The question isn't "How much is each patient worth to the telehealth company?" The question is "What's the fair market value of the advertising inventory the platform is providing?"
A proper valuation examines:
Banner ad impressions using market-supported CPM rates for the specific ad placement type
Email impressions using blended rates that consider factors like mobile versus desktop, general display versus more targeted placements
The expected monthly impression volume based on the platform's traffic and email send frequency
Any appropriate adjustments for audience targeting (expectant and new parents represent a specific demographic that may command different rates than general audiences)
The result is a fixed monthly fee that represents fair market value for the advertising services, regardless of how many patients result from the campaign.
Building Sustainable Growth Partnerships
Digital health companies need marketing partnerships to scale. The challenge is structuring them in a way that addresses compliance concerns:
Document the services clearly. What exactly is the partner providing? Banner placement in specific locations? Email sends to defined segments? Listing in a directory? Social media promotion? Be specific.
Value the marketing inventory itself. Use standard advertising metrics like CPM rates, impression-based pricing, or other industry-recognized approaches. The focus should be on valuing the advertising service, not the patient outcomes.
Get it in writing. A well-structured advertising services agreement should specify the marketing activities, the compensation methodology, and typically includes language stating that payment is independent of referral volume or value.
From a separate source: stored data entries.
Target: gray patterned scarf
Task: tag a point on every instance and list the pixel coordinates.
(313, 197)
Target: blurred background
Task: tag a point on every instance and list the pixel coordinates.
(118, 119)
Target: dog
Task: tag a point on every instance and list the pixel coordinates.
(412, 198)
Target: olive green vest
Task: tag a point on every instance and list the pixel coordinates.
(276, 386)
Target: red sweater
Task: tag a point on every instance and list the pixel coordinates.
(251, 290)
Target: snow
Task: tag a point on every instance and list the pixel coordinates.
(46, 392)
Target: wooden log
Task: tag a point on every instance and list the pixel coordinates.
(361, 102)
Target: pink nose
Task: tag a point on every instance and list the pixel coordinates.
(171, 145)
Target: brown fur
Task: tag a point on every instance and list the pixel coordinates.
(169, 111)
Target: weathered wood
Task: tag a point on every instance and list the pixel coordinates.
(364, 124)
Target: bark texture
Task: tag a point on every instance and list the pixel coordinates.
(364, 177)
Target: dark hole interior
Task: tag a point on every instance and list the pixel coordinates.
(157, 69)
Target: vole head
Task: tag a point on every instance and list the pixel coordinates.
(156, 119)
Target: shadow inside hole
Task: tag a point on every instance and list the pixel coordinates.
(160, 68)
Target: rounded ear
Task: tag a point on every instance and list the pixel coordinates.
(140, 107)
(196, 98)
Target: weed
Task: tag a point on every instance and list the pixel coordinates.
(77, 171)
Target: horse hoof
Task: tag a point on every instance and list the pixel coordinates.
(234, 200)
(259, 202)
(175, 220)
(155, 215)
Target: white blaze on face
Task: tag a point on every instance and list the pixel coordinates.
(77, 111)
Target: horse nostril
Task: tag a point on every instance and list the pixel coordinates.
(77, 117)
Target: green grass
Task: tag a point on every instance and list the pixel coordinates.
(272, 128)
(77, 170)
Watch for additional relationships. If the marketing partner is also in a position to make clinical referrals, prescribe your service, or order your products, additional scrutiny is typically warranted. The arrangement should be able to stand on its own as a fair market value exchange for advertising services.
The Bottom Line
Healthcare marketing in the digital age is essential for growth. But the regulatory framework treats patient acquisition differently than customer acquisition in many other industries, and structures that work well in tech may raise concerns in healthcare.
The good news is that there are established approaches to structuring these arrangements. They require more upfront work to document and value properly, but they create sustainable partnerships built on fair market value principles. The focus is on paying for the advertising services themselves. Patient acquisition follows naturally from effective marketing, rather than from payment structures that could be seen as tied to referral volume.